Traditional Poster Round
The American Heart Association recommends starting cardiopulmonary resuscitation (CPR) within 1 minute of cardiopulmonary arrest (CPA) because we know CPR saves lives. Little research exists characterizing the recognition phase of cardiac arrest or the time it takes to start CPR. However, in a recent pilot study approximately 50% of cases did not initiate CPR within 1 minute, with a wide variability in the time to initiation of CPR.
The primary aim is to understand the cognitive and decision making process by which a bedside provider recognizes simulated CPA and decides to initiate CPR. The secondary aim is to evaluate the impact of the amount of information on the bedside monitoring on the timeliness of the decision and action to initiate CPR. The hypothesis is it will take longer to initiate CPR in a complexly monitored patient when compared to a simply monitored patient who experiences pulseless electrical activity (PEA) resulting in CPA.
Bedside providers will participate in a simulation on medical decision making in the acutely decompensating pediatric patient, however they will not be informed of the goal to perform CPR. Two groups will experience the same case; a pediatric patient recently admitted to the PICU after experiencing a head trauma requiring a decompressing craniotomy. At the start of the case the patient will be intubated, sedated with multiple other injuries and low blood pressure concerning for developing shock. At 90 seconds into the case, the patient will experience PEA requiring CPR. One group will have the patient on a simple monitor, with only electrocardiography (ECG), end-tidal carbon dioxide, arterial line and pulse oximetry wave forms and respiratory rate. The other group will have the same patient on a complex monitor, with ECG, central venous pressure, intracranial pressure, end-tidal carbon dioxide, arterial line and pulse oximetry waveforms and respiratory rate. We will record how long the provider took from CPA to initiate CPR.
All cases will be video and audio recorded for analysis of actions taken. Errors of omission and commission will be recorded. A subset of participants will be asked to perform a cognitive task analysis where they will walk through their thought process during the case while walking through the room. This will be a group of approximately 5 per profession (nurse vs physician) and level of experience (novice vs expert) for a total of 20 analyses.

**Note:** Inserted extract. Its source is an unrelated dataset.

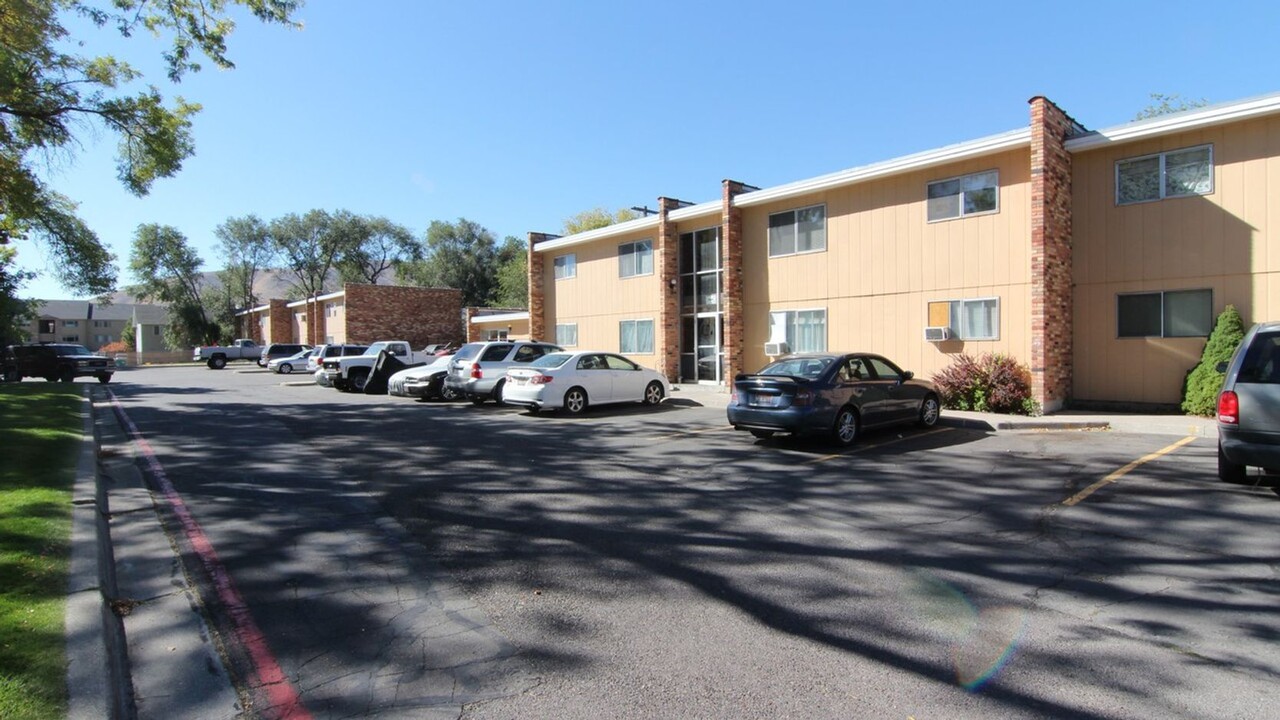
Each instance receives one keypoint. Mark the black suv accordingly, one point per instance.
(54, 361)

Finding the right study design and measurements to answer the question of does more data on the bedside monitor complicate the medical decision making process and delay the initiation of CPR.
Questions for discussion:
We believe a mixed methods approach will be appropriate for this pilot study, using a combination of human factors analysis and recording the time to initiation of CPR. Given the high variability in time observed, the ability to discern statistical significance from a simulation-based study with limited study subject is difficult. We chose to have one type of CPA (PEA vs bradycardia vs ventricular fibrillation) and will analysis based on experience and profession. However, the monitor complexity may have different influence based on the type of CPA and experience of the provider. Overall, we would like to collect data that will be actionable to improving patient care, but acknowledge the complexity of the question. Is there a different study design that could better answer the question?